Eventually, I told him to go away because it wasn’t worth it. He made my blood boil. I would turn diaphoretic and tachycardic, my skin would turn red and my temperature would raise. From day one, literally my heart rate would skyrocket with his presence. He was medically not safe for me to be around. I then requested for someone to be there as a translator and witness because it got to the point where nothing was being done. Thank goodness I had the cognitive ability to advocate for myself. Imagine all the people who do not have this privilege.
With translators and witnesses, I finally got to tell him all the things I needed. But he still didn’t really follow through. I kept asking about my requests such as contacting the IRS about my taxes and also my long, complicated application process for a special program to help get me back into the community, but I found out nothing had been accomplished.

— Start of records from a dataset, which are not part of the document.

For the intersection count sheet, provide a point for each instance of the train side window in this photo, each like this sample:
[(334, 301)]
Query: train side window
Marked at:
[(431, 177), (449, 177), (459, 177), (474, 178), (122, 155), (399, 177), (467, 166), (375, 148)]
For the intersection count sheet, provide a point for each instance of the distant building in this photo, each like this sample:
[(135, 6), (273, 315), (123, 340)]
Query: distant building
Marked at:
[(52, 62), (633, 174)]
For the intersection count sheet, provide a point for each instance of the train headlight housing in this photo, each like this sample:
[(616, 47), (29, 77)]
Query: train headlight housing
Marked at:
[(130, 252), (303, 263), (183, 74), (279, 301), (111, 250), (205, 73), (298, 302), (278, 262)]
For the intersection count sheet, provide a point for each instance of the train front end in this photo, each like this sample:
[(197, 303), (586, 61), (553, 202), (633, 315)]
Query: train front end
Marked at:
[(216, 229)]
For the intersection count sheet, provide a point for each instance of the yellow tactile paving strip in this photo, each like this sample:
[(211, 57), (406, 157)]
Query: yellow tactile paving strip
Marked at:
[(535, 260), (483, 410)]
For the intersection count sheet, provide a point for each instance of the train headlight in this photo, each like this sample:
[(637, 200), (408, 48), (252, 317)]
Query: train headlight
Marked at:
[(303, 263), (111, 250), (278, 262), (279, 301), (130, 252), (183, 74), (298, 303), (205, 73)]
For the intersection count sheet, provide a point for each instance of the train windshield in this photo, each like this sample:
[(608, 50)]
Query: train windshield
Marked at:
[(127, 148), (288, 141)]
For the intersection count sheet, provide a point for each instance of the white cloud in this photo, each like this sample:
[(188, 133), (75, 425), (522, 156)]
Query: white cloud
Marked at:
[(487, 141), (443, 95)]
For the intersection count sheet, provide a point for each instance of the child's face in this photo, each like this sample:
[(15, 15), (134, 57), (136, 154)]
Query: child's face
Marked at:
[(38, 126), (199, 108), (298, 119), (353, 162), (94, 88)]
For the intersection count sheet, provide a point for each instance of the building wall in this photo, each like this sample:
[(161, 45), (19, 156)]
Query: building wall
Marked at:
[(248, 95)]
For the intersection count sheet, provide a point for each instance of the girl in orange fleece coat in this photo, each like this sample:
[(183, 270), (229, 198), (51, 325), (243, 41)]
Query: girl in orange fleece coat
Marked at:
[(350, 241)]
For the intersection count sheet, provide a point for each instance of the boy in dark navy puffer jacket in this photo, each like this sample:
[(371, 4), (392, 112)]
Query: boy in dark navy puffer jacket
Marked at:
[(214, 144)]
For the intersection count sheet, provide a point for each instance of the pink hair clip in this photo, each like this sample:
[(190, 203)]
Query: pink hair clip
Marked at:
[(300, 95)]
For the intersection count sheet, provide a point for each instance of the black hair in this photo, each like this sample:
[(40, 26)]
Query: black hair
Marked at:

This infuriated me. To truly be understood, I was forced to escalate this to the highest level of the hospital.
Being nonverbal and misunderstood is a very difficult challenge that creates a lonely, scary and painful existence. I feel grateful to the caregivers and speech therapists who never gave up on me. And I’m proud that I never gave up on myself. Eventually, I acted as my own social worker and accomplished all the things I had been requesting for over 5 months. I still think about the other non-verbal people who are left with what they’ve got and dependent on the decisions that these social workers make for them.